Research Projects

In recent years, our work has focused on questions of law and political economy, crime and responsibility, national, transnational and international legal orders, and on different aspects of constitutionalism: constitutional theory; constituent power; conceptual issues around constitutionalism; the labour constitution and the constitution(s) of the EU. 

More details on our research projects are introduced below.
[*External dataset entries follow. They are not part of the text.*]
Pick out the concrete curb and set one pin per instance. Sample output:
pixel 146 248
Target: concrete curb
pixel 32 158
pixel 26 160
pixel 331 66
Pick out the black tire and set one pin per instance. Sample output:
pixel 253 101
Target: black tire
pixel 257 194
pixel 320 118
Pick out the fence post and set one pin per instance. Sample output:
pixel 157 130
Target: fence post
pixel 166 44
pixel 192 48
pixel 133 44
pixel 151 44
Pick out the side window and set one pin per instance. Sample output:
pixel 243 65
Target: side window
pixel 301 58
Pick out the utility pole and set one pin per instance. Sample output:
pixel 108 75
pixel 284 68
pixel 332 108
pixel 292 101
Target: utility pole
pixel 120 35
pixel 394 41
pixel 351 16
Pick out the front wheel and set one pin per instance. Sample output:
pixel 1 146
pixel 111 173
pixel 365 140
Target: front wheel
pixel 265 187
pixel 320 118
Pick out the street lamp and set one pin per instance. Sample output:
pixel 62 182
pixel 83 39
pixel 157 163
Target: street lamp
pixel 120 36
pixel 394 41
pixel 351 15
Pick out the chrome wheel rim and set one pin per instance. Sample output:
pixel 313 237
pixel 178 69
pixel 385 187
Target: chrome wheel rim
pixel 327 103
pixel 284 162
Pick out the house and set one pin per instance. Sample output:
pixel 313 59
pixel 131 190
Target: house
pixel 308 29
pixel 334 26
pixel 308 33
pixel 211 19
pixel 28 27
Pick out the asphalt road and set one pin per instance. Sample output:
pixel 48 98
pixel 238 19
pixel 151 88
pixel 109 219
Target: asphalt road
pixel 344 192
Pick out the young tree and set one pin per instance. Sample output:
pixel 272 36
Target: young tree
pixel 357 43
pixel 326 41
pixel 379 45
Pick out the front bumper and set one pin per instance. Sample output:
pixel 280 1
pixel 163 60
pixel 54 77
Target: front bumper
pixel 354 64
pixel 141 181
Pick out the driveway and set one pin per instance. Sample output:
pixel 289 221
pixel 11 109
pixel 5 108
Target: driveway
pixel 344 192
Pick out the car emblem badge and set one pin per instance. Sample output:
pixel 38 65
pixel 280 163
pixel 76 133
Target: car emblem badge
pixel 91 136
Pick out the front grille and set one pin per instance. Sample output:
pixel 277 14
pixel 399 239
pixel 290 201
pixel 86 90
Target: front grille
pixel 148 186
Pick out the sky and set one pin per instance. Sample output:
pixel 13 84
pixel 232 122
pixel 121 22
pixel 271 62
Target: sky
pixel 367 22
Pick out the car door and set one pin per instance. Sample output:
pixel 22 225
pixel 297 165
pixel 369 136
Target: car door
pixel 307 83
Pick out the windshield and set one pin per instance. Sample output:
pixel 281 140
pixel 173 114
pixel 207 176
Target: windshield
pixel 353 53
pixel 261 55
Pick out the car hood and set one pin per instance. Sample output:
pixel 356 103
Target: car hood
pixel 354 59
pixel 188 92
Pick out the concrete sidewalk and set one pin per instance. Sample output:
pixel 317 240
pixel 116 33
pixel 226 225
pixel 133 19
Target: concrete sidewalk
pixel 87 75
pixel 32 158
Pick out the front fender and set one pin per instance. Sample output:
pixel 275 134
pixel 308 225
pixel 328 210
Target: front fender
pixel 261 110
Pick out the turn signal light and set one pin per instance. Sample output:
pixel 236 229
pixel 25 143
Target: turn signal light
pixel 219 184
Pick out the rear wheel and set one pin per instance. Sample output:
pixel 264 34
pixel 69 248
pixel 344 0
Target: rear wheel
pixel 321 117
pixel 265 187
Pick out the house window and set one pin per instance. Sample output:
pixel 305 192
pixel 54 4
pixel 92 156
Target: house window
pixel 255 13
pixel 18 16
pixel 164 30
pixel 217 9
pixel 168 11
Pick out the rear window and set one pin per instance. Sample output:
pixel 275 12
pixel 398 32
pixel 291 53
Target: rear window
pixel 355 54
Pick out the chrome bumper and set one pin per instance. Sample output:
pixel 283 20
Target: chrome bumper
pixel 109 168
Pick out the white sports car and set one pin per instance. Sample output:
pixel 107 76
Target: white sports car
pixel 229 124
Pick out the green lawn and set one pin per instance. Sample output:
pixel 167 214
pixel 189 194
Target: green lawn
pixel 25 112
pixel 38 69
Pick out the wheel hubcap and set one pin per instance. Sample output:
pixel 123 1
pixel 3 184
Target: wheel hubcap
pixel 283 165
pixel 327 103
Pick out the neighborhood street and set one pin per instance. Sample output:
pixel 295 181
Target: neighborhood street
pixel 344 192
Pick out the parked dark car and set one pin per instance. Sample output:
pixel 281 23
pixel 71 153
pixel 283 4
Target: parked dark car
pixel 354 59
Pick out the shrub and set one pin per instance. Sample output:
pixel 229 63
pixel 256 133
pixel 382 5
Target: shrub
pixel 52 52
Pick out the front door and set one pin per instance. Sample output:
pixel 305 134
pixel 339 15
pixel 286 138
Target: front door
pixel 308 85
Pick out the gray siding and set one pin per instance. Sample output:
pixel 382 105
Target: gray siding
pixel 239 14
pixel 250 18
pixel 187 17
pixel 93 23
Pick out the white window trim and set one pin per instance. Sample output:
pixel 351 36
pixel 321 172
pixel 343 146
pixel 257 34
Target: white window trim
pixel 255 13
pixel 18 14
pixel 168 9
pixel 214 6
  • Law and the Political Economy: We are a group of researchers studying law in the context of contemporary political economy.  Our work bridges different fields of economic regulation and governance - labour law and labour markets, corporate governance, financial law, central bank laws and monetary policy - and different methodological and theoretical approaches. What we share is a commitment to generating insight into the legal, social, and political nature of the question of how markets are constituted, and into how social institutions and modes of action and interaction might offer the important potential for the re-design, re-set, and reform of economic institutions.  We carry out this work against the backdrop of the current era of financial crisis and austerity, as well as the immunisation of neoclassical economics and legal methodologies and processes cast within their grain.
  • Theorising the Constitution: Constitutional theory forms a key research area, and it is around the concept of the Constitution, its function, its relation to politics and the economy, that a number of projects and research interests intersect. Amongst them, the discussion of how the Constitution gives form to the relation between constituent and constituted power, and to the relation between the public (forum) and the private (market); as to whether the Constitution can be usefully conceptualised at supranational levels (European, ‘cosmopolitan’, global); as sectional (economic, political, social constitutions); as incremental and dynamic (‘constitutionalisation’) or as plural (‘constitutional pluralism’). 
  • Crime, Responsibility, and the Trial: This stream brings together theorising crime and criminalisation, the institution of the criminal trial, broader questions of responsibility, and the use of criminal law in transitional justice and reconciliation. We ask: how are theories of criminalization linked to modern understandings of the criminal law as a conceptually distinct body of rules, and how this, in turn, has been shaped by the changing functions of criminal law as an instrument of government in the modern state? How are such dilemmas played out in the trial, both in its core function, as well as when its reach is extended – or ‘politicised’ - to achieve a broader set of objectives?
  • Law & Metaphysics: ​Law & Metaphysics at GLT supports an interdisciplinary approach to metajurisprudential questions, drawing on members’ expertise in metaphysics, epistemology, philosophy of language, as well as legal, moral and political philosophy. Questions that currently attract the attention of metajurisprudential inquiry include the theorising of legal relations, law’s dependence on institutional and pre-institutional relations, the ways in which legal epistemology tracks its metaphysics and the place law occupies within the broader domain of normative reality.